Keller used to mail them to herself, but finds that she’s not always up for finding a stamp or post office, so now she tends to slip them into her luggage. Some hotels will mail cards for you if you provide postage.

Save the sounds

The clamor of vendors in an open-air market, waves crashing against rocks, and a variety of Irish accents are all sounds Gershowitz has recorded on her phone. They transport her back to the places where she experienced them. “You can’t capture those things in writing or in photos, you know?” she says. She uses her phone’s free recording app and corrals the captured sounds into digital files named for their location.

Discover non-traditional art

Collecting artwork on your trip is a clear way to keep your memories front and center back home. However, don’t limit art to what you see in galleries and boutiques. Traditional accessories, interesting food tins, handmade home tools — literally anything that strikes you can be a treasure, whether used, framed or displayed in a place of prominence. Local thrift stores and flea markets are great places to find such nontraditional souvenirs. 

Re-create the food

Enjoying local dishes and ingredients is an integral part of travel. Rather than just snapping a photo of your delicious meal, photo organizer Isabelle Dervaux, 64, recommends re-creating the culinary experience at home.
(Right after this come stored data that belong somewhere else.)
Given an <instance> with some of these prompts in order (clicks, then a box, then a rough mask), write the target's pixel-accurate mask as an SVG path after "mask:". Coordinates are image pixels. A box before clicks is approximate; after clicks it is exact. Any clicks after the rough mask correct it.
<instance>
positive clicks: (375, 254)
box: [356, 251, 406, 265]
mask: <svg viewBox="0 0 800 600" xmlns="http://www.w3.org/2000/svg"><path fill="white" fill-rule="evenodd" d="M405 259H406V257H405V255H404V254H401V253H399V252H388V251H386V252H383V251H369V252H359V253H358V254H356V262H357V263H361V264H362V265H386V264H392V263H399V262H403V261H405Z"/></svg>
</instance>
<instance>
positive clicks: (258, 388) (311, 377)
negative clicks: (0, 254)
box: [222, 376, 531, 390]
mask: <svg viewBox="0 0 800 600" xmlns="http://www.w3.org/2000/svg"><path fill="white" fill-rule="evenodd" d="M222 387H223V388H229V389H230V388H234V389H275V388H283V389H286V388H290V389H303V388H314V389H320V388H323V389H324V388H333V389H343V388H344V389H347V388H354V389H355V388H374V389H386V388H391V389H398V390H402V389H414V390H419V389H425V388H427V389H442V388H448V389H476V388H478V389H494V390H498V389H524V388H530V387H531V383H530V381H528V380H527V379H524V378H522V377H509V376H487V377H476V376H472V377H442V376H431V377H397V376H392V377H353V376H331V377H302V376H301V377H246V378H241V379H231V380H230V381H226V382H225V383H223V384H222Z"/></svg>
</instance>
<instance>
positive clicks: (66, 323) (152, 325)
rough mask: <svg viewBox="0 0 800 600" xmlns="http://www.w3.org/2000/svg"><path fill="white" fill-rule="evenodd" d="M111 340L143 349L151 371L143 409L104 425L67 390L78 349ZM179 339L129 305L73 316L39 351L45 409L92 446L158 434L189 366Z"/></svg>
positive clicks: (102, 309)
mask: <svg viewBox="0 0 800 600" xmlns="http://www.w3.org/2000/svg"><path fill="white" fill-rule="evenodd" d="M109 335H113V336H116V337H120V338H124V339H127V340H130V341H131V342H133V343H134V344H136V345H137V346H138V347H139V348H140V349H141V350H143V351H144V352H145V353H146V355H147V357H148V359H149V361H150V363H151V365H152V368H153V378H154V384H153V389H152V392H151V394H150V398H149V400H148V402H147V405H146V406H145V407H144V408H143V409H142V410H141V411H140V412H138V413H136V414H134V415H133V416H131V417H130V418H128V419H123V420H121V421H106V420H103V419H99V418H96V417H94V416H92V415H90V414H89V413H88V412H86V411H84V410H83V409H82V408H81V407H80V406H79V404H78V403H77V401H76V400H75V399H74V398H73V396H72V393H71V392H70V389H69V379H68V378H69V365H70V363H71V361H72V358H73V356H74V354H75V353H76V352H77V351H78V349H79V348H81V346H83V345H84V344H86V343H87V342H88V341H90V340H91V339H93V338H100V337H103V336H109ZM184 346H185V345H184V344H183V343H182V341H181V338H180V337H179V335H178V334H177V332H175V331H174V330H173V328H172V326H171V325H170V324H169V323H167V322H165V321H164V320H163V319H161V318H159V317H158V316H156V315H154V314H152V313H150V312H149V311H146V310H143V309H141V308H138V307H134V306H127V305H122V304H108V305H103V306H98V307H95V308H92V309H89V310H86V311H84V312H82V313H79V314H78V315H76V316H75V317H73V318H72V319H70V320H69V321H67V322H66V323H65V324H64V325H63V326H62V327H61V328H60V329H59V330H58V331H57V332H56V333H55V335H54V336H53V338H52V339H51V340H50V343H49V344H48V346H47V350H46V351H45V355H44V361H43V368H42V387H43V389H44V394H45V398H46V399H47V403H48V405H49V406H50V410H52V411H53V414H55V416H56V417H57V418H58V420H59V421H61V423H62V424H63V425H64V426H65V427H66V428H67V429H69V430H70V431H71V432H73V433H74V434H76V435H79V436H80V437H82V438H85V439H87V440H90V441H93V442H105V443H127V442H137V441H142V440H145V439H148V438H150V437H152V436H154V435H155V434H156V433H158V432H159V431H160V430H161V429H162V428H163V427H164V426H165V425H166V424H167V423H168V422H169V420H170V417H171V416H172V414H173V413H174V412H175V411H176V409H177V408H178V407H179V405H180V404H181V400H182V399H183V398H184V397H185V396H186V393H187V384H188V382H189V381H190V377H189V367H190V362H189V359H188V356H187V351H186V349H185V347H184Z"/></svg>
“Get a recipe book to learn more about the spices or special ingredients; try out some of the recipes and host a dinner for friends or family,” she says, noting that’s what she did after a trip to Hawai‘i. “I cooked many, many recipes with pineapple, papaya or mango from the cookbook I bought over there to feed my family after our trip, to the tune of traditional ukulele music.” It’s easy to buy what you need online, but finding ingredients at a local ethnic or specialty market when you’re back home can make for a fun trip. 

Start a travel memory box

Collect tickets, receipts, coins, maps, coasters, brochures and stickers as you travel. Jot down immediate thoughts on them or any available scrap — Gershowitz likes hotel stationery, when available. At home, collect the souvenirs and noted memories in a small box, envelope or file folder to revisit each destination as you like. Other travelers — including the founder of the women-only trip-planning company Girls’ Guide to the World, Doni Belau — attach them in journals. “Your grandchildren will thank you,” she says.

Choose a visibile collection

Go with something you won’t tuck into a drawer and forget. Belau once spotted a hard-sided suitcase at baggage claim covered in destination stickers, for example. Holiday ornaments allow you to revisit your travels annually — if you don’t find one at your destination, create one from a vacation image once you’re home. You can also make it a goal to mine your phone’s camera roll for at least one choice image to print and hang within a set amount of time after your vacation. Build on your framed collection with every trip, creating an evolving visual reminder of so many happy travels.